Here we keep both the sample size and the dimensionality fixed at n = 10 per class and d = 8, respectively, and investigate the impact on classification error rate of an increased variability in the true protein concentration values, by changing the value of the coefficient of variation φ used to generate the LC-MS data. To accommodate this change, the hyperparameter prior for φ is changed from the value displayed in Table 2 to Unif(φ₀ – 0.1, φ₀ + 0.1), where φ₀ is the value used to generate the data. Increasing the coefficient of variation corresponds to the effect of very noisy background proteins in the LC-MS channel. Accordingly, it can be seen in Figure 4 that as φ increases the expected error rates for all classification rules approach the no-information value 0.5, ie, the same error rate of flipping a coin. However, the expected error rate of the ABC-MCMC classification rule approaches 0.5 error rate rather more slowly than the others, indicating superiority in classifying noisy data.

Figure 4.

Expected classification error rates for fixed sample size n = 10 per class, fixed number of selected proteins d = 8, and varying coefficient of variation φ.

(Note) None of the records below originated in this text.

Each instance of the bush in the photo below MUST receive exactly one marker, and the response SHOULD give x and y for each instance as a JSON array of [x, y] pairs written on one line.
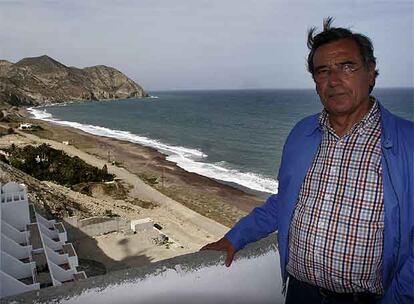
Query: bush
[[46, 163]]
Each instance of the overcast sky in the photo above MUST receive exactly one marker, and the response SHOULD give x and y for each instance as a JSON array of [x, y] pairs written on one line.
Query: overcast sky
[[195, 44]]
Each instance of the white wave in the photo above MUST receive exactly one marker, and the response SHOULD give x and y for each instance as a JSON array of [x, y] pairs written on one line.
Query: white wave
[[220, 172], [186, 158], [39, 114]]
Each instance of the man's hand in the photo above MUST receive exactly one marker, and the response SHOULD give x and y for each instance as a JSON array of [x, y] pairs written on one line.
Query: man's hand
[[222, 245]]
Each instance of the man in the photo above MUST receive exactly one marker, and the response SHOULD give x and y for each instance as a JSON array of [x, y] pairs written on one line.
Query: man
[[344, 211]]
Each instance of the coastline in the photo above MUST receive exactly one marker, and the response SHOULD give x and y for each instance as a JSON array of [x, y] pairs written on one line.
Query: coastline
[[222, 202]]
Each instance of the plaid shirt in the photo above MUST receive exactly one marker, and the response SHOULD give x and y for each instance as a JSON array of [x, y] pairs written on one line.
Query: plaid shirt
[[336, 233]]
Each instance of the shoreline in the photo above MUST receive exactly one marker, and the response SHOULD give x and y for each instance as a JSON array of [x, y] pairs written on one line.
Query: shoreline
[[220, 201]]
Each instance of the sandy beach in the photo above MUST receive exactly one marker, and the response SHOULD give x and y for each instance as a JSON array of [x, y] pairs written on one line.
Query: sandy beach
[[191, 209]]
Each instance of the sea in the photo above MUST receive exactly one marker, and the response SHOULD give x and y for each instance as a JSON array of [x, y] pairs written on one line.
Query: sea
[[233, 136]]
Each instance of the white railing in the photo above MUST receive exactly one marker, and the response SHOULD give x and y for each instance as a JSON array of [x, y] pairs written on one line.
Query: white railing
[[60, 274], [16, 268], [55, 257], [14, 249], [50, 233], [51, 243], [47, 223], [10, 286], [16, 235]]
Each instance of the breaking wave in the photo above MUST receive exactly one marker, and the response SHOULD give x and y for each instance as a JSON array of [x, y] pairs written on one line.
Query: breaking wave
[[187, 158]]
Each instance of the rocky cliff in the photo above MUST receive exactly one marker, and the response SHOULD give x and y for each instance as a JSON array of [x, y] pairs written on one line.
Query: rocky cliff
[[43, 80]]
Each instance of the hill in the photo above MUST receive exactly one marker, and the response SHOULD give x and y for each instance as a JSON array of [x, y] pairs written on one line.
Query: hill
[[43, 80]]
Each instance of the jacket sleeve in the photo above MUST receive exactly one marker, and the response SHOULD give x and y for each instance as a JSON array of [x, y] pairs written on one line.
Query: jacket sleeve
[[401, 290], [258, 224]]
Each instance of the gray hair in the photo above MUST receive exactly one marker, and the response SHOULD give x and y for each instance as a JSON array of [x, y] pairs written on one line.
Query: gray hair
[[331, 34]]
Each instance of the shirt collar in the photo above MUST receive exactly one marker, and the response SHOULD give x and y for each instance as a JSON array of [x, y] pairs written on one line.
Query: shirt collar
[[360, 127]]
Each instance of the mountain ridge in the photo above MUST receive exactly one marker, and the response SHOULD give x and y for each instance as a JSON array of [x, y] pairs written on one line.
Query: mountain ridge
[[43, 80]]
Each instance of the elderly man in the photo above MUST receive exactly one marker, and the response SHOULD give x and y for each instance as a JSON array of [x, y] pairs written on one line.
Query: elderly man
[[345, 207]]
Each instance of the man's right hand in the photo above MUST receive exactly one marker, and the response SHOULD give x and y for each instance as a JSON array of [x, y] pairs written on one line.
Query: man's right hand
[[222, 245]]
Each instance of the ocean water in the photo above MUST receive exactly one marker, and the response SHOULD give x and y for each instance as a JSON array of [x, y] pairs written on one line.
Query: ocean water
[[234, 136]]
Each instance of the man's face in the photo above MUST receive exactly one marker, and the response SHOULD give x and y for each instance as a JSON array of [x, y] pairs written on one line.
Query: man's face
[[342, 80]]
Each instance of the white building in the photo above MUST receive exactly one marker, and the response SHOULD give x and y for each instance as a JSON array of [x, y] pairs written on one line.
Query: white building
[[34, 252]]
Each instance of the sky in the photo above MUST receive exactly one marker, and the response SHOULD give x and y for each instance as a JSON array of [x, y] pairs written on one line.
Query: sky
[[197, 44]]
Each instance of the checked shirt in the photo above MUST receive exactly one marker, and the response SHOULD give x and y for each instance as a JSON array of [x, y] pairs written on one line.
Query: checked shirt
[[336, 233]]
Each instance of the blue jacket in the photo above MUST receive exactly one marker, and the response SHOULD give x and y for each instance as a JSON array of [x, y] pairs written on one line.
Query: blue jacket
[[397, 141]]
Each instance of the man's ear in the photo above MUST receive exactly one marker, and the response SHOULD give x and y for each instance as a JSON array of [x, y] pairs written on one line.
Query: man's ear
[[371, 71]]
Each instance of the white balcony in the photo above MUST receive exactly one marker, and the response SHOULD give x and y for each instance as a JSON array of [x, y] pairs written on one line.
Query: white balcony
[[16, 268], [202, 278], [12, 233], [10, 286]]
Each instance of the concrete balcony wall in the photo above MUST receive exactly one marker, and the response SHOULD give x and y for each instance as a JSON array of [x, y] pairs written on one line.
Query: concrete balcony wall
[[73, 258], [14, 249], [60, 274], [55, 257], [51, 243], [254, 277], [16, 214], [14, 234], [50, 233], [63, 236], [10, 286], [16, 268], [47, 223]]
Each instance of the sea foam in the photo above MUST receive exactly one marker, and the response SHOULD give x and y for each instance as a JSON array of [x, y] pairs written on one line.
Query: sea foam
[[187, 158]]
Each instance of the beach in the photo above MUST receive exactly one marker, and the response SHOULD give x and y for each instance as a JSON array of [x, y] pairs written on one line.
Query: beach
[[191, 209]]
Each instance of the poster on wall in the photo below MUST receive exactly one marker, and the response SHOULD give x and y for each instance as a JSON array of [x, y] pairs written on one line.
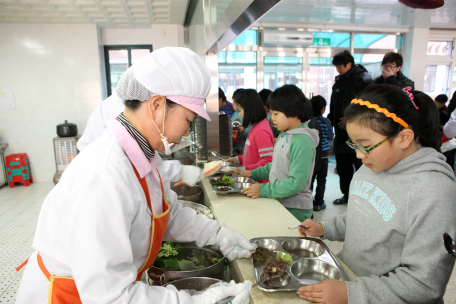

Effect of peptide efficiency factor

Finally, we investigate the impact of varying the peptide efficiency factor on the classification error rates. We do this by changing the lower bound in the range for e_i displayed in Table 1 from α = 0.1 to a value varying between 0 and 1. The peptide efficiency factor affects how many ions an instrument can detect for a given peptide. Larger values for e_i imply a smaller transmission loss for the corresponding peptide. Increasing the lower bound a will uniformly increase efficiency for all peptides, which corresponds to a better LC-MS instrument. We can see in Figure 5 that, indeed, the expected classification error rates tend to decrease with an increasing lower bound on the peptide efficiency factor, though somewhat modestly (all other things being equal). We can also observe that among all algorithms, the ABC-MCMC classification rule displays the smallest error rate over nearly the entire range in the plot.

Figure 5.

Expected classification error rates for fixed sample size n = 10 per class, fixed number of selected proteins d = 8, and varying lower bound a for the peptide efficiency factor e_i ~ Unif(α, 1).

Conclusion

We proposed in this paper a model-based Bayesian approach for classification of LC-MS proteomics data with the ultimate goal of facilitating biomarker discovery for cancer research. Our approach combines state-of-the-art Bayesian computation techniques, namely, ABC and MCMC, for the calculation of the OBC. As expected, the proposed Bayesian classifier outperforms other approaches when sample size is small or the number of selected proteins to classify is large. We believe that our simulation using a subset of 4000 human protein drug targets and realistic parameter settings is indicative of the performance of the proposed methodology on real data. The challenges associated with designing experiments and obtaining appropriate real data to calibrate and validate the methodology go beyond the scope of the present paper and are intended to be part of future work.